Belitung – Pemerintah Kabupaten Belitung, Provinsi Kepulauan Bangka Belitung, tengah mengkaji rencana penguatan konektivitas transportasi laut dengan Kalimantan, khususnya Kota Pontianak. Langkah ini diharapkan mampu memperlancar arus distribusi bahan kebutuhan pokok dan hasil pertanian antar dua wilayah, sekaligus mengurangi ketergantungan pasokan dari Jakarta.
“Kami masih kaji untuk itu,” kata Bupati Belitung, Djoni Alamsyah Hidayat, saat meninjau bahan kebutuhan pokok di Pasar Induk Tanjungpandan, Selasa (10/3).
Selama ini, produk pertanian dan buah segar banyak didatangkan dari Pontianak. Namun, distribusinya ke Belitung kerap menghadapi kendala. Karena itu, pemerintah daerah sedang menjajaki potensi komoditas dari Belitung yang bisa dikirim ke Kalimantan, serta komoditas dari Kalimantan yang dapat masuk ke Belitung.

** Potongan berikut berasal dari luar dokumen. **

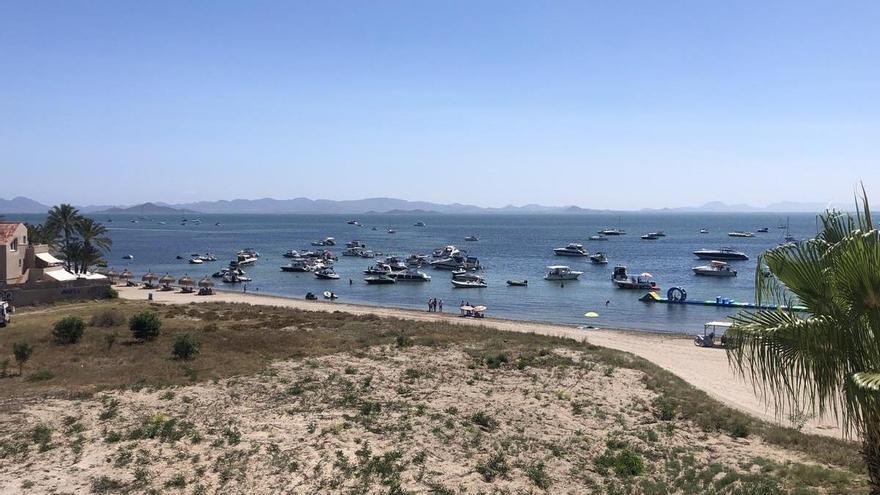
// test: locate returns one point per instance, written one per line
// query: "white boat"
(476, 283)
(599, 258)
(410, 275)
(572, 249)
(715, 269)
(721, 254)
(326, 273)
(561, 272)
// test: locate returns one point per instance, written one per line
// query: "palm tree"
(62, 220)
(93, 238)
(827, 360)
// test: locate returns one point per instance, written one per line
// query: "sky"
(598, 104)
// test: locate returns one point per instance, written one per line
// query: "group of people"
(434, 305)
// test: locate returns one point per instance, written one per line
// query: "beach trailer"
(711, 331)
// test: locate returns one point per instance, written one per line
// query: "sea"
(510, 247)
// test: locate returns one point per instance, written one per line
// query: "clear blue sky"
(600, 104)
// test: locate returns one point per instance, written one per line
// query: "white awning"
(48, 258)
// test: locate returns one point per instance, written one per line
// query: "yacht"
(715, 269)
(623, 281)
(379, 279)
(477, 283)
(599, 258)
(410, 275)
(721, 254)
(572, 249)
(327, 273)
(561, 272)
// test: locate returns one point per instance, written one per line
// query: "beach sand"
(705, 369)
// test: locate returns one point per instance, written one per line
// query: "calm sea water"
(510, 247)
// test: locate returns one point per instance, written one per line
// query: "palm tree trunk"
(871, 453)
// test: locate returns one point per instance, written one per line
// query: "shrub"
(22, 352)
(145, 325)
(184, 347)
(108, 318)
(68, 330)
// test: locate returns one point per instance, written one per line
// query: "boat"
(623, 281)
(725, 254)
(410, 275)
(379, 280)
(326, 273)
(561, 272)
(476, 283)
(572, 249)
(599, 258)
(299, 266)
(714, 269)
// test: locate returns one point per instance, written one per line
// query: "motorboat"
(476, 283)
(561, 272)
(379, 279)
(299, 266)
(715, 269)
(445, 252)
(623, 281)
(329, 241)
(572, 249)
(326, 273)
(410, 275)
(726, 254)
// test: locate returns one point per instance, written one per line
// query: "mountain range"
(384, 205)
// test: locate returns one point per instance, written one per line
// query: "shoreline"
(705, 369)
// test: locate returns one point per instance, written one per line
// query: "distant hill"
(21, 205)
(144, 209)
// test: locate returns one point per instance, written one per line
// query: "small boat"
(721, 254)
(327, 273)
(572, 249)
(379, 280)
(714, 269)
(561, 272)
(477, 283)
(599, 258)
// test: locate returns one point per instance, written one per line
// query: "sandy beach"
(706, 369)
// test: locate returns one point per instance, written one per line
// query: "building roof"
(7, 231)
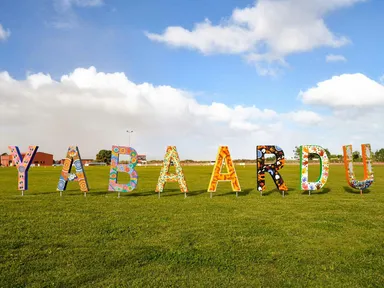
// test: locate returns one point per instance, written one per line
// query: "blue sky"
(57, 37)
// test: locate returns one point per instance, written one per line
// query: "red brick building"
(40, 159)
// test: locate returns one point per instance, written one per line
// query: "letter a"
(348, 164)
(224, 155)
(271, 169)
(22, 164)
(73, 157)
(127, 168)
(305, 150)
(165, 176)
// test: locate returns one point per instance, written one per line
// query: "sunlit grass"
(333, 238)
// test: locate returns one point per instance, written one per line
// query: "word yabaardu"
(223, 156)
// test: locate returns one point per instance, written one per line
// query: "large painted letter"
(305, 150)
(165, 176)
(127, 168)
(224, 155)
(272, 169)
(73, 157)
(23, 164)
(348, 164)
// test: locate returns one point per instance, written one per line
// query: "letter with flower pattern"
(224, 155)
(127, 168)
(171, 155)
(272, 169)
(73, 158)
(22, 164)
(305, 150)
(367, 161)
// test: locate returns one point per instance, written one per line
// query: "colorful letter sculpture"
(348, 164)
(224, 155)
(127, 168)
(73, 157)
(305, 150)
(23, 164)
(272, 169)
(165, 176)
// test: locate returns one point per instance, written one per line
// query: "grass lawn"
(333, 238)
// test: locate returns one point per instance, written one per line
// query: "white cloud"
(93, 110)
(63, 5)
(65, 17)
(4, 33)
(346, 90)
(305, 117)
(335, 58)
(264, 33)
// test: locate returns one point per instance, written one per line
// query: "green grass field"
(333, 238)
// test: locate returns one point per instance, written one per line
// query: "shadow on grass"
(286, 193)
(190, 193)
(245, 192)
(46, 193)
(355, 191)
(322, 191)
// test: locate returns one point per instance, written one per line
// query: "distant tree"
(379, 155)
(104, 156)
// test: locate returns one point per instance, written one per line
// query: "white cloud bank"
(265, 33)
(335, 58)
(4, 33)
(93, 110)
(347, 91)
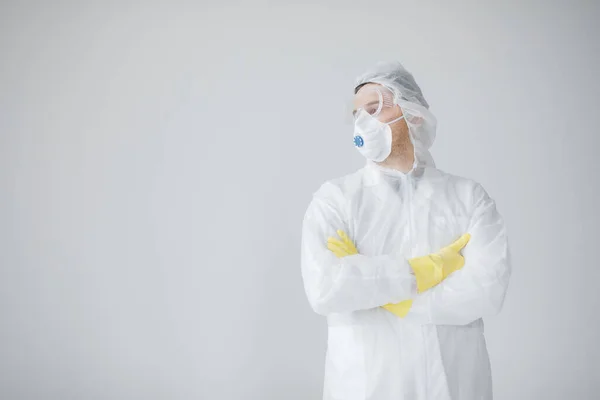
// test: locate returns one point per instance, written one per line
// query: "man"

“Kalau memang bisa saling menguntungkan secara ekonomi maka konektivitas ini akan kami bangun,” ujarnya.
Djoni menambahkan, pasokan kebutuhan pokok di Belitung selama ini masih terkonsentrasi melalui Jakarta sebagai pelabuhan penghubung distribusi ke berbagai daerah di luar Jawa. “Walaupun sebagian bahan baku tidak berasal dari Jakarta, namun hub atau penghubung ada di Jakarta,” katanya.
Dengan adanya jalur laut langsung ke Pontianak, ia berharap arus barang dan logistik di Belitung dapat lebih lancar, efisien, dan tidak bergantung sepenuhnya pada Jakarta. “Saat ini tahapnya masih kami jajaki,” tambahnya.